My super smart weapons expert friend chuckled at my astonishment of learning about “bots” that patrol the demilitarized zone between North and South Korea. These bots can detect a human up to 2 km away, and the current program requires human consent to shoot, but they could be easily reprogrammed to shoot on their own. Similar devices are also being used along the Israel-Gaza border.
The US also uses drones which require human consent prior to firing; however, the distance between the target 7,000 miles away and the pilot, whose own safety is not at risk, might produce a video-game like atmosphere that desensitizes the process of taking life in war time.
Weapons expert friend acknowledged the risk and need for human responsibility on the firing end. Without a human pulling the trigger, there is a loss of accountability. For humanitarian violations, who would be responsible for war crimes potentially committed by a fully autonomous weapons system? Can you hold the Terminator accountable? Or do you hold those who programmed the bot accountable?
Supporters of these fully autonomous systems have some good points: they feel these systems can be safer than a human who may suffer from fear and stress in a wartime situation and make poor decisions or have a lack response time.

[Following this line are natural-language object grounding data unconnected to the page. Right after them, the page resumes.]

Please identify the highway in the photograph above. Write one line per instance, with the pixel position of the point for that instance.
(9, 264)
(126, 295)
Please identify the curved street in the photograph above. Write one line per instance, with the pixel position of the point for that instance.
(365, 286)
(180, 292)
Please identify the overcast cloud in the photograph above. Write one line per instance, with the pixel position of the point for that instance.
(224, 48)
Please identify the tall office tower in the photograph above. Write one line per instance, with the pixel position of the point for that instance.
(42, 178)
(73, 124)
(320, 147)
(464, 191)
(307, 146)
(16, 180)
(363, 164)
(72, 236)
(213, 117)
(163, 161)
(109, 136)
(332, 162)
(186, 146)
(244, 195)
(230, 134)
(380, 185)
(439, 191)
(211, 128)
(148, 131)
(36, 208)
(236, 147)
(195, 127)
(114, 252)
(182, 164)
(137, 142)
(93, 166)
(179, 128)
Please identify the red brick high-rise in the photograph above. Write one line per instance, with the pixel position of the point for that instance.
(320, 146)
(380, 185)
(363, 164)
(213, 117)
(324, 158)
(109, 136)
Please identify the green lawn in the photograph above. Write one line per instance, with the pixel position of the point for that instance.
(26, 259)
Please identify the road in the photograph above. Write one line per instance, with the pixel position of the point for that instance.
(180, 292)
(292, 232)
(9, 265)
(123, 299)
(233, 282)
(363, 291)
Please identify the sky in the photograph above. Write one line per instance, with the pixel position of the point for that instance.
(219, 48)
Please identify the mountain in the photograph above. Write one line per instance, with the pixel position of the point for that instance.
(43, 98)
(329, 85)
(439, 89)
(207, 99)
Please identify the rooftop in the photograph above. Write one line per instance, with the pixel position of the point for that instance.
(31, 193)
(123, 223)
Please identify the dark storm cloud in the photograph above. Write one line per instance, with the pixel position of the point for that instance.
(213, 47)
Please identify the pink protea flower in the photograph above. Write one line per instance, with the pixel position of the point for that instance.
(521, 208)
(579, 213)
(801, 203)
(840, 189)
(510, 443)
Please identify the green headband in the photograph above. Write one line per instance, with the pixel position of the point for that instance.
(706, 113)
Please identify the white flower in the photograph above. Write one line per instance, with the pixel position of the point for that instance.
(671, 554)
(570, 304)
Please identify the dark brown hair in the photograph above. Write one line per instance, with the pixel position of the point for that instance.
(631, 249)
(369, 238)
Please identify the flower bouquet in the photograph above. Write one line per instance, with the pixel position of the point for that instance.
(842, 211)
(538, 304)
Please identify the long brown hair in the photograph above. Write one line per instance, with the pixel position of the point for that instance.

The realization that Terminator style warfare is a reality and that my GI Joe is now less brawny action hero and more nerdy programmer was eye-opening. I was also surprised to learn that development of the basic control systems and artificial intelligence used in these weapons are often partially developed at academic institutions by graduate students like me. While I stuffed my face with turkey, all I could think of is “where will I get a vat of lava to push a Terminator into when they inevitably turn on us?”.